To our knowledge, this is the first longitudinal (53‐year) study that examined intergenerational CVH trends of parents and offspring at similar mean age distribution. This study analyzed 5 of the 7 AHA CVH metrics (blood pressure, blood cholesterol, blood glucose, smoking, and BMI). Although FHS original and offspring cohort participants were born several decades apart, our results in terms of ideal CVH are similar to current ideal CVH among the general US population. Of concern, however, is that only a small proportion of parents and children achieved an ideal CVH on all 5 CVH metrics. Proportions of CVH scores for parents and offspring followed similar patterns at each exam period over the life course, indicating evidence of familial clustering and concordance of identical CVH scores between parents and offspring (Figure, Figure S1). The distribution of individual CVH factors and behaviors for parents and offspring, however, were markedly different. The trade‐off between declining smoking, cholesterol levels, and better blood pressure control was buffered by higher BMI and increasing blood glucose in varying magnitudes where offspring obesity and elevated blood glucose doubled that of the parents over the 6 paired exam cycles. Consequently, the rate of PC for offspring intermediate CVH increased gradually from 1979 to 2001, while ideal CVH for both parents and offspring declined for the selected time periods. Our findings related to increased BMI and glucose levels are important and highlight the disturbing and growing trend in these risk factors.

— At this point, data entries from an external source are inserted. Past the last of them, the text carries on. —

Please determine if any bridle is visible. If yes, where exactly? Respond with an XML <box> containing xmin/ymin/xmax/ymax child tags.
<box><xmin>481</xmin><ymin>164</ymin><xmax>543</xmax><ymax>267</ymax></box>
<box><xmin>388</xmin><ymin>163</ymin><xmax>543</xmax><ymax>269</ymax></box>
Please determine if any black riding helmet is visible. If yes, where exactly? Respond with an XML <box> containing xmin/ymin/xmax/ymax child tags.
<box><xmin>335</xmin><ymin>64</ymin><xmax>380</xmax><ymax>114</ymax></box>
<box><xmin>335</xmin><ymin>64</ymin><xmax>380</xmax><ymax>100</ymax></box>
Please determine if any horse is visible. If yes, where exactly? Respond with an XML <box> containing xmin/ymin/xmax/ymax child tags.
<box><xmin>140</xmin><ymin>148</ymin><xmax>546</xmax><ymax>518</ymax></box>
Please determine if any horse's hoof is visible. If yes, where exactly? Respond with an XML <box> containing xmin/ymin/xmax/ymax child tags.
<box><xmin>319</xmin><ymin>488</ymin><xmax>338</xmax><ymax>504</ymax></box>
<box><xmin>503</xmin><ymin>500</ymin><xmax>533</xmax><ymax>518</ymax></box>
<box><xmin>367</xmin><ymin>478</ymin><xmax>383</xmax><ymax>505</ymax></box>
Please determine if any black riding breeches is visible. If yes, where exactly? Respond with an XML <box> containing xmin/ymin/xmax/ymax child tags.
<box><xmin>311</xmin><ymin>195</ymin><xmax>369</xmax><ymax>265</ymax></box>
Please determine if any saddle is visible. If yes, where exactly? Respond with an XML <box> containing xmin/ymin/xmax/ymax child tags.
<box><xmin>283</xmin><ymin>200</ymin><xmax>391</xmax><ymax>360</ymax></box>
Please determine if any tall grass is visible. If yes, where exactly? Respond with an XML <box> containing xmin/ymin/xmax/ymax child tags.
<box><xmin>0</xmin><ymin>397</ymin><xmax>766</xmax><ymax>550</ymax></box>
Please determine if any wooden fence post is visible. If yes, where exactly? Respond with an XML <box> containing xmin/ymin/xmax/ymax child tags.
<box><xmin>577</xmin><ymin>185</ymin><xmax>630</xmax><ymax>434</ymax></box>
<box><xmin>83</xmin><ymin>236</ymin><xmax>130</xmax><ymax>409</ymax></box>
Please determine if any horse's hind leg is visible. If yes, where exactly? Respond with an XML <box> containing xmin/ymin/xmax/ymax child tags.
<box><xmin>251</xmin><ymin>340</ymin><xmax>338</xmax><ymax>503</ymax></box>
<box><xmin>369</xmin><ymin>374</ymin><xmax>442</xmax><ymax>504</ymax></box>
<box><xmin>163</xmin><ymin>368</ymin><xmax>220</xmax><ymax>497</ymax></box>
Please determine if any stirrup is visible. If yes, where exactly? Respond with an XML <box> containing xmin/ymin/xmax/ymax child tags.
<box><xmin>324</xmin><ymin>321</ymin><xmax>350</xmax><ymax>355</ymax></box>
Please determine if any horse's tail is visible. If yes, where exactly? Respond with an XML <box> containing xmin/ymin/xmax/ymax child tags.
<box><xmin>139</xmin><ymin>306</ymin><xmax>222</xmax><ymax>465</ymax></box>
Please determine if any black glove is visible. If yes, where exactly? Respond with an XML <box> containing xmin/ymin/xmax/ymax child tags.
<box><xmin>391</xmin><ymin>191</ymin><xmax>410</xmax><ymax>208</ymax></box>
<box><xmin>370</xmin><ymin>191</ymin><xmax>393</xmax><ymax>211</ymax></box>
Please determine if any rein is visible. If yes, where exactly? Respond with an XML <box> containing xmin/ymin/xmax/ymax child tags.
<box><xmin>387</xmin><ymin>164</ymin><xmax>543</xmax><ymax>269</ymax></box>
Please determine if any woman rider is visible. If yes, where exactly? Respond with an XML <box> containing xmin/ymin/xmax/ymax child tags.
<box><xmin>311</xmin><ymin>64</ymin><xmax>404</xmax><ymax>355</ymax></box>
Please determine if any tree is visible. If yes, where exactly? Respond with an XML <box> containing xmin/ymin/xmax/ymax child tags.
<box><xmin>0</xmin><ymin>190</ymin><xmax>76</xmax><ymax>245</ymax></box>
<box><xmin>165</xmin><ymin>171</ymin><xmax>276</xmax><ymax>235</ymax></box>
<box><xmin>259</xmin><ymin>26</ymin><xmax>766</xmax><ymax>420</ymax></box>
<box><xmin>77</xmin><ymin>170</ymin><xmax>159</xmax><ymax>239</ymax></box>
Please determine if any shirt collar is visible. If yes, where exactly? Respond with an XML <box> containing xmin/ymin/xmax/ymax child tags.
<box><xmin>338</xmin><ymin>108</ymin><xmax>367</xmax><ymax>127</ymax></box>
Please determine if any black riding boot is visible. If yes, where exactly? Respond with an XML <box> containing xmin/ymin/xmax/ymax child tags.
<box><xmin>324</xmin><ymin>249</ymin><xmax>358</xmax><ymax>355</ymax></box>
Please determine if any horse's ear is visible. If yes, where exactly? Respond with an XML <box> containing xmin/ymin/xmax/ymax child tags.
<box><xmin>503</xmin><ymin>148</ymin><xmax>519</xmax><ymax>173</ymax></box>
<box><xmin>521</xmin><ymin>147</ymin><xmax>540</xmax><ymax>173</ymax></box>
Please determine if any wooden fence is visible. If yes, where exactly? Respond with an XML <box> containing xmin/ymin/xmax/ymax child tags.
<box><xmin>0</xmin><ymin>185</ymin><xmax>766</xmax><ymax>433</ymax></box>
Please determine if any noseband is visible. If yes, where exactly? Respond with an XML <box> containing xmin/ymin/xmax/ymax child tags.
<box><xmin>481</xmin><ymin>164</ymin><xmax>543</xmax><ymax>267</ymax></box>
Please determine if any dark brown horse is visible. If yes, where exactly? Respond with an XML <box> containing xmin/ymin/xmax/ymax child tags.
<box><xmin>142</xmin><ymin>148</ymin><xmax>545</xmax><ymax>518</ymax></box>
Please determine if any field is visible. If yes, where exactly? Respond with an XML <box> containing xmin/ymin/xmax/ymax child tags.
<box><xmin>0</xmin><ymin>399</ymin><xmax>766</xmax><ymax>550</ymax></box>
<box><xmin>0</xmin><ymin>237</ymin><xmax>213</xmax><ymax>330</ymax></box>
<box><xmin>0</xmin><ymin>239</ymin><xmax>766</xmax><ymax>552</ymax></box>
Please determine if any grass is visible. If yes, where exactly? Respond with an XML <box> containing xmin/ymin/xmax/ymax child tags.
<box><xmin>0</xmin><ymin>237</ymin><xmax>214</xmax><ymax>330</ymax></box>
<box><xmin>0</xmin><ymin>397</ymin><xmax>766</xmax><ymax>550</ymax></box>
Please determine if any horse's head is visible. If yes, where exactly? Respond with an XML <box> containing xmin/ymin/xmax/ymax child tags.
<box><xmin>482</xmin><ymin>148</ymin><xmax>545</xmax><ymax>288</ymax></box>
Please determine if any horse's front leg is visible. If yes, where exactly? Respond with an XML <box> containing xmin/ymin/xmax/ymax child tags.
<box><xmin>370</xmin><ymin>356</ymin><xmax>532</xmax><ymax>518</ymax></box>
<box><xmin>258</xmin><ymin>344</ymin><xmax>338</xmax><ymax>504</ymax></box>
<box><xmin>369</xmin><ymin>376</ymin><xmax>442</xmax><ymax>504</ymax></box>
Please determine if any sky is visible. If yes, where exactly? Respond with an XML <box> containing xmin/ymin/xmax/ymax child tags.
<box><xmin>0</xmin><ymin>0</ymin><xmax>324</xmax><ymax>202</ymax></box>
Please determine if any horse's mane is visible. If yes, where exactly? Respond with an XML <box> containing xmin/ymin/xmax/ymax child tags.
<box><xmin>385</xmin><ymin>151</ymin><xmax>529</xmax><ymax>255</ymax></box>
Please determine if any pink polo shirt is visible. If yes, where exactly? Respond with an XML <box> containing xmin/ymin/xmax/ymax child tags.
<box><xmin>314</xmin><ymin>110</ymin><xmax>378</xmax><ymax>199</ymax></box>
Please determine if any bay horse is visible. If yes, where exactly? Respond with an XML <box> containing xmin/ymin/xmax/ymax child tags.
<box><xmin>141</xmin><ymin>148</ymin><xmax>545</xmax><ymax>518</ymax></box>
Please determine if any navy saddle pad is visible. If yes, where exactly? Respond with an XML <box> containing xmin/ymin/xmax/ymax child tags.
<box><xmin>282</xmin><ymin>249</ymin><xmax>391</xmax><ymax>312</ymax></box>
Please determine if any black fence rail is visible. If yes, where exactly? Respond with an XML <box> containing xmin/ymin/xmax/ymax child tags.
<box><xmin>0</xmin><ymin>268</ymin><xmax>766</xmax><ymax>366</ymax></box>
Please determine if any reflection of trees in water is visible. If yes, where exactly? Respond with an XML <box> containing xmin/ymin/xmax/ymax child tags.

In our study, the highest achieved ideal CVH for parents and offspring was 8% and 22% (1953–1956; 1983–1987), respectively, at any point in the selected exam cycles (Figure). Similarly, a study using the Atherosclerosis Risk in Communities Study cohort (n=12 744), aged 45 to 65 years, reported that only 4% to 18% had 5 ideal CVH metrics and 0.1% had 7.22 In 2013 to 2014, only 13% of the US adults met ideal CVH for 5‐metric criteria, and only <1% had all 7‐metric criteria.8 Similar to our study, findings from other investigators showed that ideal CVH among US adults achieving 5 or 7 metrics is declining.23 However, 1 study enrolling employees of a large healthcare organization in South Florida (n=34 746) between 2011 and 2014 reported a marginal increase in ideal CVH from 0.3% in 2011 to 0.6% in 2014, with an improvement in diet, physical activity, and blood pressure, and a decline in BMI, total cholesterol, and blood glucose in 2014.24 The increase in CVH reported in the South Florida study could partly be attributable to the uniqueness of the sample being employees of a healthcare organization, and therefore not be representative of the general population.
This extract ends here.